2024年度は、3年にわたって実施してきた本研究会のまとめを行い、出版に向けた調整をする。それにあたり、各共同研究者が執筆予定の論文の内容を概略説明し、全員で討議する。10月をめどに執筆を完了し、年度内の出版をめざす。

【館内研究員】 鈴木英明
【館外研究員】 飯嶋秀治、稲賀繁美、兼松芽永、北中淳子、近藤有希子、菅原和孝、高林秀明、田中真理、寺戸淳子、西井涼子、深海菊絵、松田素二、森田良成
研究会
2024年7月20日(土)13:30~19:00(国立民族学博物館 第2演習室 ウェブ開催併用)
研究成果本の出版に向けた打ち合わせ(全員が発表)


2023年度

本年度は6月に医療人類学の観点から被傷性に関する研究会を実施する。つぎに9月に、アートと被傷性のテーマで研究会を実施する。12月には人類学と被傷性のテーマの内、これまでにアプローチしなかったテーマについて研究会を実施する。

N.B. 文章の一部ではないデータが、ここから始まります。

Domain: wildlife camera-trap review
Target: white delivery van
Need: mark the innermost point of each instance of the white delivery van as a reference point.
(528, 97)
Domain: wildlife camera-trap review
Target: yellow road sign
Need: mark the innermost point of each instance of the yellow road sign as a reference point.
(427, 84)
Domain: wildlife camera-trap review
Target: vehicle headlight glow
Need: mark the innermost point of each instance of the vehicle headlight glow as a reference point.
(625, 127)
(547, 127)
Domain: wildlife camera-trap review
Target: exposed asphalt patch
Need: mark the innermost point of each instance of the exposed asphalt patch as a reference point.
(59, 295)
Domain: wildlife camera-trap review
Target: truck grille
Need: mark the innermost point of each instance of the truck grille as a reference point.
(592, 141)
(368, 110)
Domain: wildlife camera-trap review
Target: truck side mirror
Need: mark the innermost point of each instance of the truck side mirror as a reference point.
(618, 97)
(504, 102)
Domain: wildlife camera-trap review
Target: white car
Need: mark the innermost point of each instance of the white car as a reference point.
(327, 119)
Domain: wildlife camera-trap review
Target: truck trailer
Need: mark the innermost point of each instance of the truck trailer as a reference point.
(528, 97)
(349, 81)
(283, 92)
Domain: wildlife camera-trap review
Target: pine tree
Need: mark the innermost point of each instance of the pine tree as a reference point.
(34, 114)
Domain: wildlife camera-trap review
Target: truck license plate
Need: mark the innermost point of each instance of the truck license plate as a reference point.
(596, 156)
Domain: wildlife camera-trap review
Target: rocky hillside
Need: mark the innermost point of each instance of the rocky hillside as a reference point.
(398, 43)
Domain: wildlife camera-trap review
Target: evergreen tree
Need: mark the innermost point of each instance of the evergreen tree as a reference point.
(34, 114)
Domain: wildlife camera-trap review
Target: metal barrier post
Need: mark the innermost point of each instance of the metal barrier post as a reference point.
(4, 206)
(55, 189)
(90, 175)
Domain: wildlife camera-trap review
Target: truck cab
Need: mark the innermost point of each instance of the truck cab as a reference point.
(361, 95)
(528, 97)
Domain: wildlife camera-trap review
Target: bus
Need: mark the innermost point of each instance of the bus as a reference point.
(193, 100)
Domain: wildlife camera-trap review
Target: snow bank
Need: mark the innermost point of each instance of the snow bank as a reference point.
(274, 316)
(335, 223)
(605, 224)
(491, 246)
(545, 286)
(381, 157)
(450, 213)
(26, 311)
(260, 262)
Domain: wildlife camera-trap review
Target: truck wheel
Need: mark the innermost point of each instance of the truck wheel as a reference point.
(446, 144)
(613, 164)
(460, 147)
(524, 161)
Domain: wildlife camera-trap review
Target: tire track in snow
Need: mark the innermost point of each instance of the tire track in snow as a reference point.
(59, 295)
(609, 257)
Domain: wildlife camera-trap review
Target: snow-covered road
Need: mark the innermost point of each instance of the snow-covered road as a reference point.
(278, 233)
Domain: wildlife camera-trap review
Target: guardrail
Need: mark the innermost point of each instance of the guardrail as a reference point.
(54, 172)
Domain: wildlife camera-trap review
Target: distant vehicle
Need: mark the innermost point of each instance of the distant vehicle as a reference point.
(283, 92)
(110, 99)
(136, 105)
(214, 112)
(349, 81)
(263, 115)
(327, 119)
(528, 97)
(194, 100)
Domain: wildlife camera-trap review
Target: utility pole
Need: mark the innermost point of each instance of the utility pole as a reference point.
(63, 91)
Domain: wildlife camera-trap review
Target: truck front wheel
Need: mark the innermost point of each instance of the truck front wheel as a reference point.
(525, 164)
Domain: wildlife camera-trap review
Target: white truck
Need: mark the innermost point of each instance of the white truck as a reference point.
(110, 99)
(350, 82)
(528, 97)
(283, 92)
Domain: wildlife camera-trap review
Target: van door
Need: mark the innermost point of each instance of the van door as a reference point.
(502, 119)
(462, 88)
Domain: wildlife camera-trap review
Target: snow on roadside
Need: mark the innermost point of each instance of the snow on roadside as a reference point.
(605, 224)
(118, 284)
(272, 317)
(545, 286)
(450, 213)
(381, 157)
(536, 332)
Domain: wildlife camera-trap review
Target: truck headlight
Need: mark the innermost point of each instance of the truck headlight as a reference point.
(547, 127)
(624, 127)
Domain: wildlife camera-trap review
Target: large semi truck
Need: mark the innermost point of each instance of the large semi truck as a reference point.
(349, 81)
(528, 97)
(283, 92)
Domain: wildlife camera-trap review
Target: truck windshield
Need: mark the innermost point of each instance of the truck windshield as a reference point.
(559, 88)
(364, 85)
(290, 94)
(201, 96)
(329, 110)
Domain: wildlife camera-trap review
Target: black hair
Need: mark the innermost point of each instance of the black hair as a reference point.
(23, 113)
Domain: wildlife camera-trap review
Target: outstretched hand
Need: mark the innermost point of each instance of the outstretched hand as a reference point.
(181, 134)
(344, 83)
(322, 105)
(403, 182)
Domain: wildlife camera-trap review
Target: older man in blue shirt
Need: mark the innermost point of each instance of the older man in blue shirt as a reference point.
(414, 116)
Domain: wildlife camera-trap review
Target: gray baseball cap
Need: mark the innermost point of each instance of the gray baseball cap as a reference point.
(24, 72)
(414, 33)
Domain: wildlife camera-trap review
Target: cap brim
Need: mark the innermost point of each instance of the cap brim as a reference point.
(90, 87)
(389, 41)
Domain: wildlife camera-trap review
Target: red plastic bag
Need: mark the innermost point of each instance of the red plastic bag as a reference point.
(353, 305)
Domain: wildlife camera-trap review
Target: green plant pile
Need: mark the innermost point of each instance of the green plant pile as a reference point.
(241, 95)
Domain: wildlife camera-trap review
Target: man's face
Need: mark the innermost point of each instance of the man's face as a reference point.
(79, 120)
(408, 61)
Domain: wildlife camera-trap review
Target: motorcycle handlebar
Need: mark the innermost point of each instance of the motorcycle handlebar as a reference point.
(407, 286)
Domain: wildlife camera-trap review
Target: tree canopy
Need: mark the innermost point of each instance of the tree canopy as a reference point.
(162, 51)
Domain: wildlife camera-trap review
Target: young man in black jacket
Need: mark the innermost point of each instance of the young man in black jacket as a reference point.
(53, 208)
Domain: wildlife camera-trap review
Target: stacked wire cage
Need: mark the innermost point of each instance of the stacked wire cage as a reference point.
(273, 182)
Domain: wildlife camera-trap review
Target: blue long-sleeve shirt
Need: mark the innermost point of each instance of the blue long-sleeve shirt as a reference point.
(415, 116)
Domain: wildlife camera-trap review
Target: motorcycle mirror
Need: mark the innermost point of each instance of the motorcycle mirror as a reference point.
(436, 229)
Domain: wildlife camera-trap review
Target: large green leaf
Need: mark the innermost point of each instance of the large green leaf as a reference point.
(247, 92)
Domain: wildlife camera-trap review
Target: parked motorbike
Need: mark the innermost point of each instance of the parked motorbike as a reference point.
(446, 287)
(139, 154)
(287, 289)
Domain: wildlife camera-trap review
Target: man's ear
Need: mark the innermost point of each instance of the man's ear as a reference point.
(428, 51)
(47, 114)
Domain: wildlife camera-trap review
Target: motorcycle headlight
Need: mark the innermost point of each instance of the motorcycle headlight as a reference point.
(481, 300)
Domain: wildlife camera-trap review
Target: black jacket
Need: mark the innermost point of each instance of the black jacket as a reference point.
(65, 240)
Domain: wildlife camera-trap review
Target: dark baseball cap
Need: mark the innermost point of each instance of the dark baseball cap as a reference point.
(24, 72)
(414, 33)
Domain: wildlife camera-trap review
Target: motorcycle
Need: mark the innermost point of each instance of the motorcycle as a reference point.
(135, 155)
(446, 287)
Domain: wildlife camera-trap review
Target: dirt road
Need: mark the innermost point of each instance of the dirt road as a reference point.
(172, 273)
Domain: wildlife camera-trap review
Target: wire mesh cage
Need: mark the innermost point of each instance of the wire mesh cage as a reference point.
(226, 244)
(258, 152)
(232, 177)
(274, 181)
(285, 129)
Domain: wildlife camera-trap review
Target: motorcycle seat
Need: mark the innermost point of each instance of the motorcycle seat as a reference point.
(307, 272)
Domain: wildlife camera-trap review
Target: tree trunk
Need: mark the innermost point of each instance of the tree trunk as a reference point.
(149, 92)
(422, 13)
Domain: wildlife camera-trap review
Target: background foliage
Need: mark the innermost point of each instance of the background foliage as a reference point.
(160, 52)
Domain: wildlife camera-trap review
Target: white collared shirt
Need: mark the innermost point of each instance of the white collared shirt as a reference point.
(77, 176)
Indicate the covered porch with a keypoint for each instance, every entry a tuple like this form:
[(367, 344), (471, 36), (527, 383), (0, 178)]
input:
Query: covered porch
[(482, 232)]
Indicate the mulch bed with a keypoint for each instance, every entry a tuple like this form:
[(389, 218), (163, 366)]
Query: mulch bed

この3回の研究会によって共同研究の全メンバーの発表が終わる計算なので、2月に最後の研究会を実施して、本の出版の協議をおこない、可能なかぎり今年度中に原稿を集め、出版社との協議に入る予定である。

【館内研究員】 鈴木英明
【館外研究員】 飯嶋秀治、稲賀繁美、兼松芽永、北中淳子、近藤有希子、菅原和孝、高林秀明、田中真理、寺戸淳子、西井涼子、深海菊絵、松田素二、森田良成
研究会
2023年7月29日(土)13:30~19:00(国立民族学博物館 第1演習室 ウェブ開催併用)
深海菊絵(国立民族学博物館)「『倫理的』であることへのこだわり――ポリアモリーとvulnerability (仮)」
森田良成(桃山学院大学)「路上で生きることと被傷性――大阪のホームレスの事例」
総合討論
2023年12月2日(土)13:00~17:30(日本カルチャー協会福岡 ウェブ開催併用)
北中淳子「脳神経科学的共感に向けて:医療人類学的視点(仮)」
浜田明範「感染症からみる被傷性と集団の多重性」
総合討論
2023年12月3日(日)9:30~12:00(日本カルチャー協会福岡 ウェブ開催併用)
田中真理「動作法の解説と実習」
2024年1月27日(土)13:30~19:00(国立民族学博物館 第1演習室 ウェブ開催併用)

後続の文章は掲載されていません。